Another immune modulator that may have substantial promise is transfer factor (TF). There are several reasons to consider TF. TF has consistently shown efficacy in the prevention and treatment of viral infections. Studies reporting efficacy of specific TF have been reported with HSV 1 and 2, VZV, EBV, and CMV (93, 94, 95, 96). TF has proven to be extremely safe with virtually no significant adverse effects (96). Since TF acts on CMI, this type of agent may improve the immune dysfunction that is a key feature of chronic active HHV-6 infection (97). Recent techniques obtaining TF from bovine colostrum provides a way to recover TF in large enough amounts for commercial preparation (98). We have done some preliminary studies in patients with CFS and chronic active HHV-6 infection using a TF preparation derived from bovine colostrum that has activity for HHV-6 included in its scope of TF activities. Albeit the data is still preliminary, this type of immune modulation appears to be very promising. We have seen significant symptom improvement, consistently negative HHV-6 blood cultures and marked improvement in NK function in patients taking this particular TF (unpublished data).
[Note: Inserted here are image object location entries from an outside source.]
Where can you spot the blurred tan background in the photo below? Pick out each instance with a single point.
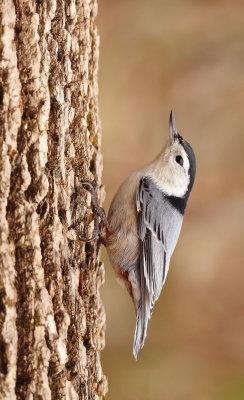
(189, 56)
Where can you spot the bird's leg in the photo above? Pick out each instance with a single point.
(99, 213)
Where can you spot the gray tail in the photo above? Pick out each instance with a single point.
(142, 320)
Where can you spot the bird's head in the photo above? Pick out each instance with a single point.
(178, 166)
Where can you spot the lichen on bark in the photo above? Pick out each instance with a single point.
(51, 315)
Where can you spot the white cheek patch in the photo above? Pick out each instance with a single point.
(172, 178)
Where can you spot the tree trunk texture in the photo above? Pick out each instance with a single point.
(51, 316)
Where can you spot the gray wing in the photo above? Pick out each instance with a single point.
(159, 225)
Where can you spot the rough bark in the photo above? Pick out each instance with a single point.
(51, 315)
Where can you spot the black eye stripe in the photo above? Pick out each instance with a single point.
(179, 160)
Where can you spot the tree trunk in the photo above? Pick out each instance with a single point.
(51, 315)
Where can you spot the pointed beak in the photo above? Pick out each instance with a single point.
(172, 128)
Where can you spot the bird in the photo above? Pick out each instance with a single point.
(144, 223)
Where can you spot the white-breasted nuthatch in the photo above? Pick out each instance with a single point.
(144, 223)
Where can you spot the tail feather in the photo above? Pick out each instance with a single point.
(143, 316)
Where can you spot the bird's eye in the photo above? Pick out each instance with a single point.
(179, 160)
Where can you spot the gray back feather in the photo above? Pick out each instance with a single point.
(159, 225)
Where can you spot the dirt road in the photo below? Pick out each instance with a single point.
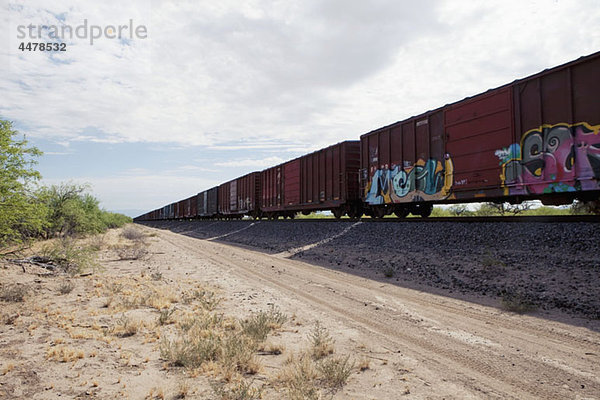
(431, 346)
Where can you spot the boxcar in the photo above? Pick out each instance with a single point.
(240, 197)
(324, 180)
(207, 203)
(536, 138)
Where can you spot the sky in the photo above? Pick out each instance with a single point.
(195, 93)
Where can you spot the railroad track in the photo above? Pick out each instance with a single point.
(519, 219)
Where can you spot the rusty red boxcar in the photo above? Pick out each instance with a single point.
(324, 180)
(240, 197)
(536, 138)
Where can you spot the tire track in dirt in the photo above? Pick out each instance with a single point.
(483, 369)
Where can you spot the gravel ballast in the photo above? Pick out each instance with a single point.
(524, 265)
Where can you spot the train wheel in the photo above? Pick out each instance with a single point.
(379, 212)
(425, 210)
(401, 212)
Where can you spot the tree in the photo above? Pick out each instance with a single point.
(19, 216)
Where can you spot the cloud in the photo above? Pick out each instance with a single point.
(255, 163)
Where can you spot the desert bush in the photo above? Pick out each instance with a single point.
(125, 327)
(192, 349)
(241, 390)
(27, 211)
(64, 354)
(65, 287)
(164, 316)
(260, 324)
(97, 242)
(321, 342)
(207, 298)
(237, 354)
(13, 292)
(68, 256)
(299, 378)
(134, 252)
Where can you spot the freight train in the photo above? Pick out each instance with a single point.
(537, 138)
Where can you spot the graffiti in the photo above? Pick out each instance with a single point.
(552, 159)
(426, 180)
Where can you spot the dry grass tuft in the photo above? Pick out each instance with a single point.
(335, 371)
(300, 377)
(207, 299)
(66, 287)
(13, 293)
(321, 342)
(126, 327)
(260, 324)
(64, 354)
(136, 251)
(132, 233)
(241, 390)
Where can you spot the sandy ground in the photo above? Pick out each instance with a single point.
(409, 343)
Another interesting treatment concept involves the use of anti-coagulants. Given the issue of activated coagulation pathways in these patients (endothelial cell tropism and vasculopathy), anti-coagulation may improve oxygen delivery and help with the symptoms that have been caused by a hypercoaguable state and fibrin deposition (99). One study has demonstrated symptom improvements in CFS patients treated with heparin (99). Several studies have shown that herpes viruses attach to cell surfaces via heparan sulfate receptors and that exogenous heparin can block this interaction and viral infectivity (100, 101). Thus, heparin may have some antiviral properties for herpes viruses. Patients with hereditary hypercoaguable syndromes (thrombophilia or hypofibrinolysis) may be at further risk for substantial hypercoaguable related problems and require anticoagulation. One evolving concept involves blocking viral activation (antiviral agents or immune modulation such as TF) combined with anticoagulants (heparin or coumadin). A model for a hypercoaguable state in patients with active HHV-6 infection and possible management strategies of the patient with a hypercoaguable state and associated active HHV-6 infection are outlined in Table 2 and 3.